I’ve often gotten up in the middle of the night to answer mental health crisis calls. I’ve learned to modulate my voice to soothe people in moments of irrational anger or agitation. Applying this knowledge and experience to one’s own personal moments of stress, however, is not nearly as easy.
Life has a way of humbling us. Things can be moving along swimmingly, and then suddenly crumble before your eyes. Take for instance my recent move. It was carefully planned out. I would close on a Friday before a three-day weekend and move within the hour. I would then spend the next couple days cleaning my old apartment, then return to unpack throughout the extra day.
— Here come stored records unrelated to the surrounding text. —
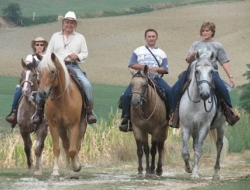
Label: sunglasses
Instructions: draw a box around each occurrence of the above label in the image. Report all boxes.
[36,44,43,46]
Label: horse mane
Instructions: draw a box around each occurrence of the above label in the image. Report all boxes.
[38,53,70,89]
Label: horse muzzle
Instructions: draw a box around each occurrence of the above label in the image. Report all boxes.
[37,89,51,99]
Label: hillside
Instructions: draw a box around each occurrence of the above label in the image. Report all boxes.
[0,0,250,85]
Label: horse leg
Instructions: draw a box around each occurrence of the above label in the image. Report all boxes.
[20,131,33,170]
[213,127,224,181]
[191,126,209,179]
[136,140,143,177]
[181,127,192,173]
[156,141,165,176]
[68,122,82,172]
[70,119,87,179]
[143,137,152,176]
[145,140,157,176]
[34,122,48,175]
[49,123,60,180]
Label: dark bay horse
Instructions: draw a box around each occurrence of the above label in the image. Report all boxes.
[179,50,227,181]
[17,60,47,175]
[38,53,87,179]
[130,66,168,176]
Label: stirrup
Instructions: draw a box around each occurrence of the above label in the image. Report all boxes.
[119,119,133,132]
[168,111,180,128]
[225,107,240,126]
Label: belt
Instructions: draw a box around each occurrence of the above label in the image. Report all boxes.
[64,61,77,65]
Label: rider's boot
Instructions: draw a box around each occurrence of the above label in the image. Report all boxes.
[31,100,45,125]
[86,103,97,124]
[5,109,17,128]
[119,114,133,132]
[222,101,240,126]
[168,103,180,128]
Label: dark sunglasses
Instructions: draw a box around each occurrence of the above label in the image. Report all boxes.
[36,44,43,46]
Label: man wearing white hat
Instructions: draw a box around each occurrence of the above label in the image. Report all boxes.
[32,11,97,124]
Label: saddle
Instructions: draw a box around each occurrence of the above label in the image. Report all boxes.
[117,80,171,120]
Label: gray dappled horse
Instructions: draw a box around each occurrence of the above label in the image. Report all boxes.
[130,66,168,176]
[17,60,47,175]
[179,51,226,180]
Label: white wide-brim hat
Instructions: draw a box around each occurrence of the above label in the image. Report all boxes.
[58,11,82,24]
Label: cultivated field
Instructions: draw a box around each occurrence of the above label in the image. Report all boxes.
[0,0,250,189]
[0,0,250,85]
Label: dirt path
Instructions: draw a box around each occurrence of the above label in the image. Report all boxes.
[0,151,250,190]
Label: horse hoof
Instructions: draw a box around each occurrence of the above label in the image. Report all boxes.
[137,173,144,178]
[156,171,163,176]
[73,165,82,172]
[212,174,220,181]
[145,173,156,178]
[34,170,43,176]
[185,168,192,173]
[50,175,59,181]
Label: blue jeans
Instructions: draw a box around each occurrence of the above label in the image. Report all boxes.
[172,72,232,110]
[67,65,93,105]
[122,78,173,118]
[11,86,22,109]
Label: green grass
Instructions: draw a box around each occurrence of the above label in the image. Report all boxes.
[0,0,238,17]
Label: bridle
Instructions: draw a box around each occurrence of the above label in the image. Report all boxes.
[187,61,216,113]
[131,76,157,121]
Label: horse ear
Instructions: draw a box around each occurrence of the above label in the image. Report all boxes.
[143,65,148,75]
[195,51,200,60]
[51,53,56,62]
[210,52,214,60]
[36,53,43,61]
[21,58,26,68]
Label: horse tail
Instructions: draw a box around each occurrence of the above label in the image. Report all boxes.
[207,129,228,161]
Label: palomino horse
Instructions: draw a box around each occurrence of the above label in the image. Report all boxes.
[179,50,226,180]
[38,53,87,179]
[17,60,47,175]
[130,66,168,176]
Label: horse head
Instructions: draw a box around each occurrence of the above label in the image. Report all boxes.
[38,53,70,99]
[130,65,148,108]
[20,59,38,97]
[192,50,214,100]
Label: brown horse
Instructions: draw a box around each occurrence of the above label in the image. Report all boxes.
[130,66,168,176]
[38,53,87,179]
[17,60,47,175]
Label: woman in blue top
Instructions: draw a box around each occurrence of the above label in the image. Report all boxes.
[169,22,239,127]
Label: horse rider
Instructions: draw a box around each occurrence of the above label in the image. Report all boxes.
[6,37,48,128]
[169,22,240,128]
[34,11,97,124]
[119,29,173,132]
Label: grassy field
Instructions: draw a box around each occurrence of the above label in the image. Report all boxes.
[0,0,250,190]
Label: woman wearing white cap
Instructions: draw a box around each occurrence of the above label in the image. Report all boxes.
[37,11,97,124]
[6,37,48,128]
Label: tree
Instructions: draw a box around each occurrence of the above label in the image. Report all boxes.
[2,3,22,25]
[240,64,250,114]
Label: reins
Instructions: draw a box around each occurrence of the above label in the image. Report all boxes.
[187,58,215,113]
[136,78,157,121]
[50,68,69,101]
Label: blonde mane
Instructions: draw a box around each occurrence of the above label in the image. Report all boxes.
[38,54,70,90]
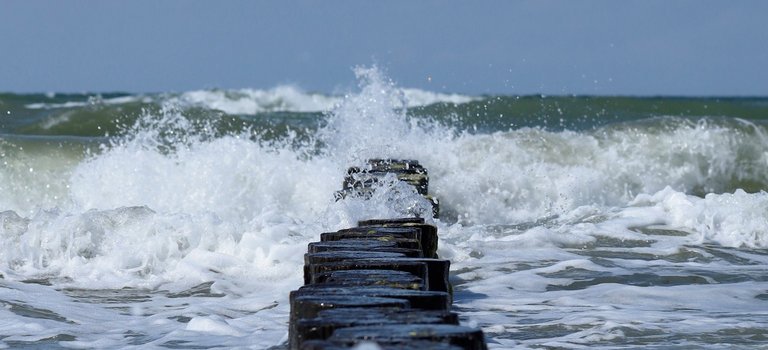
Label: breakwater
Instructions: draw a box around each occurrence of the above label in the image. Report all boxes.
[289,159,487,350]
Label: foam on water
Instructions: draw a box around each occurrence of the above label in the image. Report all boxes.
[0,68,768,348]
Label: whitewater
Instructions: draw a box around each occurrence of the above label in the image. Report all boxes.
[0,67,768,349]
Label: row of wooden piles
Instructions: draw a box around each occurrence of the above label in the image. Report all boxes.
[289,160,487,350]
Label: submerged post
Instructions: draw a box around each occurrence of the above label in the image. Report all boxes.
[288,159,487,350]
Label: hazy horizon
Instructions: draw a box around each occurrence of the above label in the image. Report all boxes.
[0,0,768,97]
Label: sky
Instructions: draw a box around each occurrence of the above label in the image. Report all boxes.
[0,0,768,96]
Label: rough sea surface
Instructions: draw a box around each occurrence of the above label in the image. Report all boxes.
[0,68,768,349]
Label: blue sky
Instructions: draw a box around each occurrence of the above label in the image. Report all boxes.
[0,0,768,96]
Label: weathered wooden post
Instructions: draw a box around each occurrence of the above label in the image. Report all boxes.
[288,159,487,350]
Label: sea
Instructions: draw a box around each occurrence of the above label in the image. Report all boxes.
[0,67,768,349]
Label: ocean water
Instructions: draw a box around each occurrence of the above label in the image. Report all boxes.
[0,68,768,349]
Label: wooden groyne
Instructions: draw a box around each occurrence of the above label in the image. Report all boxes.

Instead, my new place wasn’t quite ready, so the closing was extended. After being assured that this was all quite normal, I was graciously checked into a hotel after storing all my worldly possessions. This was good, since the water company had accidentally turned off my water already (discovered just as I was stepping into the shower before work, of course.) The phone company had incorrectly entered my transfer date for a month in advance, rather than a week, so I would be without phone service for at least two weeks. I found out I would have to forego a significant chunk of my pay to take care of business I hadn’t realized I’d agreed to over a year before, and my part-time gig was ending. Several other tangled complications followed.
No deep breathing techniques or soft welcoming voice was able to keep me from wanting my mommy. Mentally exhausted, I spent my extra day eating cookies and slurping ice cream while watching hours and hours of Home and Garden Television from bed. I learned how to landscape a backyard with deer-resistant plants, camouflage obnoxious red floors, and what houses cost in Denver. I was escaping.
As the week petered on, I mused about having grace under fire. I thought about the many stressors in life much worse than my own (but I do know why moving is up near the top) and realized that half my battle was simply in keeping perspective. After all, I was surrounded by gracious people who called just to keep me company, generously offer help, or simply say an encouraging word. I actually made a point to take walks some mornings, and even took in some deep cleansing breaths before my work week began. I looked toward the near future when most of my woes would work themselves out, and saw that that light at the end of the tunnel was shining brighter and brighter. And why shouldn’t it? Even life’s most nerve-wracking moments must come to an end.